Finding Graph Partitions is a very common task in graph theory. One very simple algorithm to achieve this is the min-cut method. A cut is a partition of the nodes of a graph into 2 disjoint sets. The weight of this cut (for weighted graphs only) is the sum of weights of all edges which cross the cut. This means that there will always be some cut of a graph that has the minimum weight.
So, the problem of finding the two factions in Game of Thrones now becomes a problem of finding the min-cut of the graph. We can extend this into a k-cut problem to find an arbitrary number of partitions.
While I will not be using the min-cut method to find partitions, I find the graph cut definition to be the most intuitive explanation for the process. The reason I use a different method is that the min-cut method does not generate good partitions for the Game of Thrones dataset.
The implementation I use comes from the community package in Python.
cmt = community.best_partition(g, weight='Weight')
nodes['cmt'] = [v for c,v in cmt.items()]

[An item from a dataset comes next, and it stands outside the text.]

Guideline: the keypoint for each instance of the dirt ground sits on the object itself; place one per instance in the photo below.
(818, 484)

g = make_graph(nodes, edges)
c = nxv.CircosPlot(g, node_color='cmt', node_grouping='cmt',
node_labels=True, node_label_layout='rotation',
edge_width=(edges['Weight'] / edges['Weight'].quantile(0.98)).tolist(),
figsize=(8,8))
c.draw()
We have identified 4 communities. There are some interesting things we have extracted. All the Martells/Sands are in the same community (so is the Mountain ). The Starks are in the same community, except for Jon who is with Dany and Tyrion’s group. These groupings make sense if we think about the plot of the show. Jon has been with Dany’s group more than with the Starks.
Since we have split the graph into 4 partitions, maybe looking at the node-link diagrams for each partition separately isn’t such a bad idea anymore.

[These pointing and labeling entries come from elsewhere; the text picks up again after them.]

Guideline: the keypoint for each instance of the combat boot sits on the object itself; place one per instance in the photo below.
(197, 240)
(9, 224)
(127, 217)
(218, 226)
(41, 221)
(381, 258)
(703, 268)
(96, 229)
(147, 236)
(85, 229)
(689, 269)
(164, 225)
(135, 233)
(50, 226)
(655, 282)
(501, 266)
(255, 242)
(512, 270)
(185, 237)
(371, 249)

pos = nx.spring_layout(g) # compute graph layout
for cmt_num in np.unique([v for c,v in cmt.items()]):
partition = community.best_partition(g)
nodelist = []
# one community against the others
for node, c in partition.items():
if c == cmt_num:
nodelist.append(node)
else:
partition[node] = -1 # put all the other communities in one communitiy
sg = g.subgraph(nodelist)
edge_widths = [sg.edges[e]['Weight'] for e in sg.edges]
edge_widths = [w/np.quantile(edge_widths, 0.9) for w in edge_widths]

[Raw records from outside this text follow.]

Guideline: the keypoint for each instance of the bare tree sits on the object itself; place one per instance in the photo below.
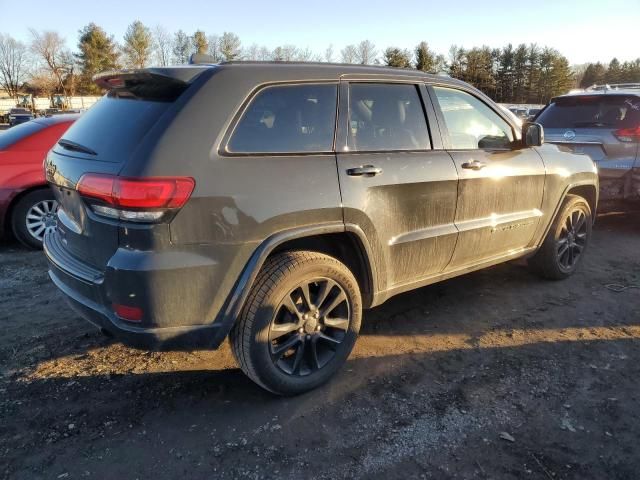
(200, 44)
(230, 46)
(328, 54)
(252, 52)
(162, 46)
(307, 55)
(50, 49)
(214, 48)
(366, 52)
(44, 83)
(13, 64)
(264, 54)
(349, 54)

fig, ax = plt.subplots(figsize=(15,10))
nx.draw(sg, pos, with_labels=True, width=edge_widths)
ax.set_title(f'Community {cmt_num}');
For these smaller sub-graphs, these diagrams are much easier to read. The edges are shaded based on their weight and for the first 3 communities, we can see a sort of central cluster connected with thick edges – basically supporting the rest of the nodes in the partition. The last community is less well-knit in this regard.
Like I said in the beginning, I just wanted to learn more about network analysis and share my exploration with you, and I think I succeeded in doing that. Do not consider the analysis or insights from this blog to be any kind of prediction. If you have some knowledge about the show, then you might have noticed that there were a few results that don’t exactly match the show’s storyline. A more thorough analysis is required to make any form of claims based on the data.
One of my inspirations to learn network analysis was a SciPy 2018 talk by Eric Ma and Mridul Seth, titles
.
It goes over the basics of the data structures and libraries along with a few slightly advanced topics in the end that I did not cover here.
I hope this blog has helped you learn some fundamental concepts of Network Theory. I am hoping you will use network theory in a project soon!